この予想外の仕返しに、アンドリューの素質が見えたのではないでしょうか。
そしてフレッチャーは初めて「音楽とは何か」を感じ取ることができたのです。
音楽の楽しさを知った
ラストシーンではフレッチャーが思わず指揮をとり始めるほど白熱した演奏をみせたアンドリュー。
それに対して観客がスタンディングオベーションしてもいいくらいだと思います。
しかし観客席は暗く、反応をうかがい知ることはできません。彼らの音楽が素晴らしかったのかどうかは関係無いのです。
すべては二人の自己満足の世界。他人の評価なんて知らなくていいのでしょう。
フレッチャーは大学を解雇され、第二のパーカーを育てる場を奪われました。
アンドリューも大学を辞め、偉大な音楽家になる道を閉ざされています。
しかしラストシーンで彼らは全力で演奏。そこには純粋に音楽を楽しんでいる姿がありました。
夢を断ち切られた時に初めて音楽の楽しさを知ったのではないでしょうか。
非道な指導もこのラストのためにあったのです。
ラストシーンの解釈
和解したかと思ったらこのどんでん返し。ラストの最大の見せ場、狂気と狂気のぶつかり合いです。
9分を超えるドラムソロの後のラストシーンで交わした二人の「ニヤリ」は何を意味するのでしょうか。
デイミアン・チャゼル監督は「主観的な不安感」を残したかったと各メディアのインタビューで語っています。
JVCジャズフェスティバルという自分に降り注ぐかも知れない栄光の舞台を壊してまでお互いが意地をぶつけ合いました。
完璧な演奏で仕上げたアンドリューに対しフレッチャーは「お前も悪魔に魂を売ったな」という自己満足感があったのでしょう。

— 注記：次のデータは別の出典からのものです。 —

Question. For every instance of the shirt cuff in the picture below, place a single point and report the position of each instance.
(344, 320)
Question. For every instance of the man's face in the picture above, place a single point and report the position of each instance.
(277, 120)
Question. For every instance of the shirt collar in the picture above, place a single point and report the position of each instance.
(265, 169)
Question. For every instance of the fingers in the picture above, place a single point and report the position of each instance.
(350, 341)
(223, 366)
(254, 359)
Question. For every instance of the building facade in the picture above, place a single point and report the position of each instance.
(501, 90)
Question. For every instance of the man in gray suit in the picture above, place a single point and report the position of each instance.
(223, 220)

一方のアンドリューは「暗黒世界」に足を突っ込んでしまったぜ、という自分自身に対する「ニヤリ」だったのかもしれません。
登場からラストまで生徒を追い込む鬼気迫る演技。
一方で優しさを自己演出するなど屈折するフレッチャーを演じオスカーに輝いたJ・K・シモンズ。
彼の圧倒的な存在感を味わいながら、オープンエンドの目論見に想いを馳せるのも面白い映画です。